I’m not contesting his pronouncement of Hussein as evil, but rather that he’s going to war with a nation for the evils of one man. There are many less bloody solutions to the problem of Iraq, but none of them offer a quick fix to the situation. Newsweek wrote that “Bush has satisfied himself that [war with Iraq] would be [a just war] – indeed, it seems he did so many months ago. But he didn’t do it by combing through texts or presiding over a disputation. He decided that Saddam was evil, and everything flowed from that.”
Furthermore, the term “holy war” is a paradox in itself, at least if you’re Christian, Catholic, Protestant, Baptist, or a member of any the myriad of religions so popular in the United States.

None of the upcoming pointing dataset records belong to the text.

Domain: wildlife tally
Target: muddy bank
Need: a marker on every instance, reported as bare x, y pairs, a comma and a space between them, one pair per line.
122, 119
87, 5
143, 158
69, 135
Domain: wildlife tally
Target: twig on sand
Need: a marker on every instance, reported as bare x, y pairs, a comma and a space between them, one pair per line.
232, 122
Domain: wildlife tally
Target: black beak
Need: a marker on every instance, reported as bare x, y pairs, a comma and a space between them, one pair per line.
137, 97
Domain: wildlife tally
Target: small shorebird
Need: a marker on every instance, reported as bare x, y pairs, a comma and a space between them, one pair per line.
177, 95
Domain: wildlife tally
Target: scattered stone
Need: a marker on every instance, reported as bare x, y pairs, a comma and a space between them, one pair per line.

Come on, don’t preach that God is all-knowing and all-forgiving with one side of your mouth and scream for war with the other. They cancel each other out, leaving nothing but empty hypocrisy.

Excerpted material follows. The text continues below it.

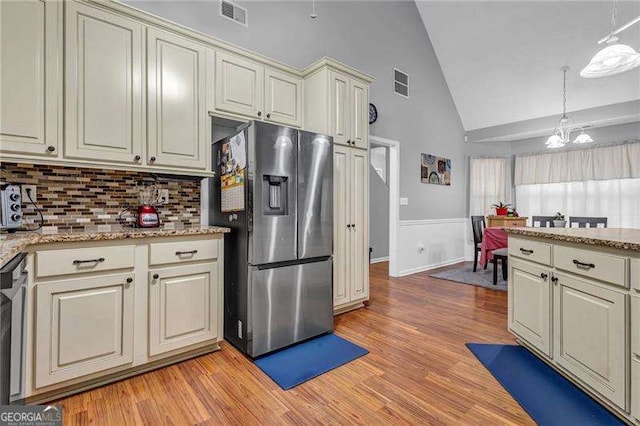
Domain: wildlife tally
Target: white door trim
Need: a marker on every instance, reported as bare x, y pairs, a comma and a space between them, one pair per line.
394, 199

Bush claims that he’s fighting this war to free the people of Iraq from a brutal dictator, but “to many Muslims, especially Arabs, [Bush] looks sinister: a new Crusader, bent on retaking the East for Christendom,” says Newsweek.
I don’t exactly see our president dressing himself up in chain mail, taking up a broadsword, and wading into the Iraqi desert to free Iraq’s people from Hussein. Our ancestors eventually got some sense and gave up the notion of a “holy war”; I just pray that our leaders now do the same.
Precision bombing or not, this war means that people are going to die. Nearly a hundred Iraqi citizens have died already, and the future doesn’t look promising with Saddam vowing to wait patiently for revenge. “Revenge” to a man with weapons capable of inflicting horrible diseases on hundreds, even thousands of people isn’t an image I enjoy picturing.